Norwegian politician

Eileif Kolsrud (8 February 1873 – 1953) was a Norwegian educator and politician for the Labour Party.

He was born at Strandbråten in Sigdal as a son of smallholders Helge Eileifson Kolsrud (1846–1911) and Kjersti Steffensen (1845–1898). He graduated from Asker Seminary in 1894, and was hired as a school teacher in Nes, Buskerud in the same year. He moved on to Håland in 1895, Torsnes in 1897, Glemminge in 1900 and Kristiansund in 1903. In between he had several study trips and leaves, among others at the University of London. In 1920 he was promoted to headmaster in Kristiansund. He managed Kristiansund Technical Evening School from 1920 to 1943 and Nordlandet School from 1924 to 1944.

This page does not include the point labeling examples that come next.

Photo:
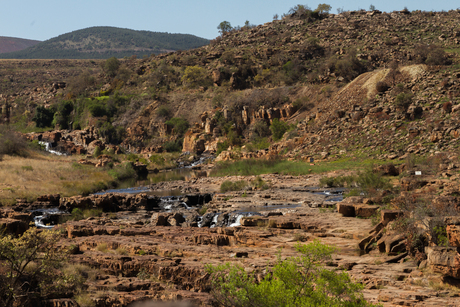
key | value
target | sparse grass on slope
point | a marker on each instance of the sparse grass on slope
(39, 175)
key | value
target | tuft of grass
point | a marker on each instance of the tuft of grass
(228, 185)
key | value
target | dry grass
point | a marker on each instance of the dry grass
(41, 174)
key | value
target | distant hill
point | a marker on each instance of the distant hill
(11, 44)
(106, 42)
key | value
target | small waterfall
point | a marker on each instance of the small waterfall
(238, 221)
(46, 214)
(48, 148)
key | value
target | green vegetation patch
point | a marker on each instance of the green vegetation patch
(258, 167)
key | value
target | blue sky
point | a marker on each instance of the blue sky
(42, 20)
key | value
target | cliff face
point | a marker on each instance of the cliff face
(341, 74)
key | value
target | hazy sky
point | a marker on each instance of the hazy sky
(42, 20)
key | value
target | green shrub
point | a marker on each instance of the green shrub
(97, 152)
(195, 76)
(228, 185)
(164, 111)
(111, 66)
(295, 281)
(34, 264)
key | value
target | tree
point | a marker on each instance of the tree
(323, 8)
(295, 281)
(111, 66)
(30, 266)
(224, 27)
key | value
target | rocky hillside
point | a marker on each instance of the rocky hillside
(11, 44)
(105, 42)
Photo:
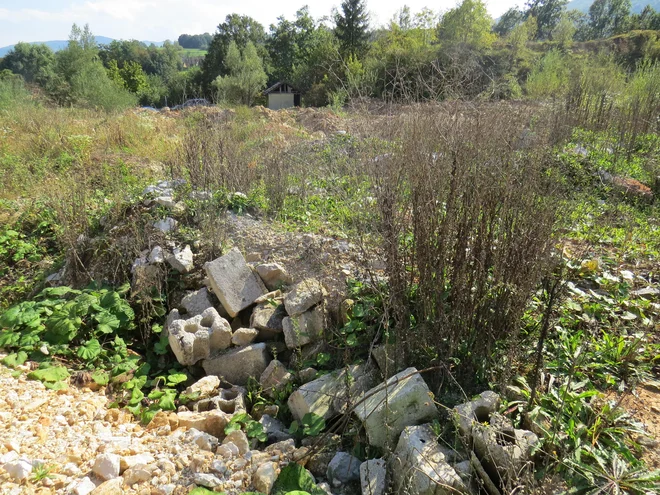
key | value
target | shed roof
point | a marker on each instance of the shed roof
(277, 85)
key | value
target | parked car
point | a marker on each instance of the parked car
(195, 102)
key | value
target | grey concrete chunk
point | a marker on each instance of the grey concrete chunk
(238, 364)
(181, 260)
(195, 303)
(330, 394)
(478, 410)
(304, 295)
(373, 477)
(343, 469)
(244, 336)
(273, 275)
(275, 377)
(404, 400)
(234, 282)
(196, 338)
(268, 317)
(304, 328)
(419, 467)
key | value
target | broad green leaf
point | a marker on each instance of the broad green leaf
(11, 317)
(15, 359)
(61, 329)
(167, 401)
(107, 322)
(101, 377)
(176, 378)
(9, 339)
(254, 429)
(295, 478)
(90, 350)
(314, 424)
(53, 374)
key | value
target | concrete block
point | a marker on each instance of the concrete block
(234, 282)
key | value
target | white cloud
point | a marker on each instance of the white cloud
(157, 20)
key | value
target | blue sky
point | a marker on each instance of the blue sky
(157, 20)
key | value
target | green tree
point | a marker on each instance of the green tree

Here he chaired the local branch of the Labour Party. He was a member of the school board and other municipal committees, and chaired his local trade union. From 1930 to 1939 he was a board member of the Norwegian School Inspector and Manager Association (Norges Skoleinspektør- og Bestyrerforening). From 1912 to 1922 he was a board member of Møre Fylkes Ruteselskap, a company that ran the boat and ferry traffic in mid-Norway. From 1927 to 1944 he was a board member of the Bank of Norway local branch. From 1908 to 1910, he also chaired the regional branch of Det Norske Totalavholdsselskap, the oldest temperance organization in Norway. In 1914 he edited the newspaper Tidens Krav.

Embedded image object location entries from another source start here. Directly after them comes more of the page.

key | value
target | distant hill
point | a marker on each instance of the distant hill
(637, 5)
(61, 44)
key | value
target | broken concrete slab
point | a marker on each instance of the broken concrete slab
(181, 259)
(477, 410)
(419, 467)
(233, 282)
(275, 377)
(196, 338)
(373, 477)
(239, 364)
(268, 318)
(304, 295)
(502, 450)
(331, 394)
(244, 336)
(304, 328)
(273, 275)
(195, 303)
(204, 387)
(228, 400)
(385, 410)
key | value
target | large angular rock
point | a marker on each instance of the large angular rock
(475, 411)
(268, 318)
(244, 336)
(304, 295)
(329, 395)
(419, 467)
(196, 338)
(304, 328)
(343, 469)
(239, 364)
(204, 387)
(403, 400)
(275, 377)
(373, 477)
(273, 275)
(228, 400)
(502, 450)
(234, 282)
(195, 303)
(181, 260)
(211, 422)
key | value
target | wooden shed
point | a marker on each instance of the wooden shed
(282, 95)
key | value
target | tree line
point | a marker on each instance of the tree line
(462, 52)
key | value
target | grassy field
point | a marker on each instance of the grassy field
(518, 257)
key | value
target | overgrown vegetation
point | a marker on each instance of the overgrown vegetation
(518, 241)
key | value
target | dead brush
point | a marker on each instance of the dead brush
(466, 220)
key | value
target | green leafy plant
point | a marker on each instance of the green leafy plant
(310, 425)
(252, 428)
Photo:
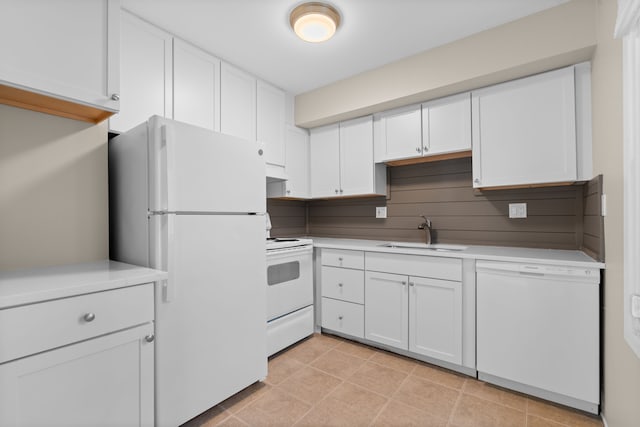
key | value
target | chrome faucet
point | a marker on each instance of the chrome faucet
(426, 226)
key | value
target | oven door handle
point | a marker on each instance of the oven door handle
(290, 251)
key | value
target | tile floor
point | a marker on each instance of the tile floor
(329, 381)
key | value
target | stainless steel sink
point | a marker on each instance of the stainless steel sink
(442, 247)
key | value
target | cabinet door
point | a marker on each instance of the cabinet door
(270, 122)
(386, 309)
(344, 317)
(66, 49)
(297, 163)
(524, 131)
(356, 157)
(446, 125)
(103, 381)
(145, 79)
(237, 103)
(399, 134)
(325, 161)
(196, 86)
(435, 318)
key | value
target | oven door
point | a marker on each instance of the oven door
(289, 280)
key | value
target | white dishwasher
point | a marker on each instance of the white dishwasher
(538, 331)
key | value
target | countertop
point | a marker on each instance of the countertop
(41, 284)
(569, 258)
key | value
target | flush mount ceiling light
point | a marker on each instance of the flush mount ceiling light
(314, 22)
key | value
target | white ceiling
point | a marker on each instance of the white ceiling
(255, 34)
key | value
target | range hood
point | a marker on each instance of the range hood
(275, 173)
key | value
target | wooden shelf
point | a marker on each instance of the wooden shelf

He was a member of Kristiansund city council from 1907 to 1934, serving as mayor from 1919 to 1921. He served as a deputy representative to the Parliament of Norway during the term 1928–1930, representing the constituency of Market towns of Møre og Romsdal county. While Olav Steinnes was the Minister of Education and Church Affairs in Hornsrud's Cabinet, Kolsrud took Steinnes' parliamentary seat.